Jannet: Here at the College, we have an Immigrant Student Success Center and different resources available to women. But something that is important to look at is what is happening worldwide. I recently heard a story from this girl who told me about her Dominican family, and how they don’t talk about birth control because it’s taboo. She said that because of this, often times Latinx women, who have an unwanted pregnancy, have to keep the baby because the culture doesn’t believe in having an abortion—and this happens with a lot of cultures. But we have to work on destigmatizing this topic and openly tell women about the resources and options that they have if they find themselves in these types of circumstances. To me bringing awareness to this topic is illustrating justice.

“Having this experience, and working with a group of people who I’ve had to form a relationship with, has made me feel more confident and a lot better about working in a group setting.”—Liliana Rosario

What has the First Year Student Showcase preparation process done for you as a scholar?
Liliana: This whole First Year Student Showcase has taught me how to work with people more. I never really liked working in groups because I’m shy and have never been that social. And, coming straight from high school to this course, it could be scary to immediately have to jump into a big project, with other people you really don’t know. But having this experience, and working with a group of people who I’ve had to form a relationship with, has made me feel more confident and a lot better about working in a group setting.

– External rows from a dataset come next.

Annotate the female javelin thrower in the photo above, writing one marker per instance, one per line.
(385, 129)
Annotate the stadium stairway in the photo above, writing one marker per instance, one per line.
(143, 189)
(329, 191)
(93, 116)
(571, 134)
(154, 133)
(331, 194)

Jannet: This research project taught me how to better manage my time. When you start this project, you think that you have a lot of time, and you try to plan things out accordingly. But things can happen during the process that you can’t control and that forces you to not only shift the direction of you project but also change your timeline. Having this experience was important for me to learn how to better plan out my projects, and allow for mistakes or difficulties to happen. I’ve honestly been so grateful for this project and for all the new skills that I have learned.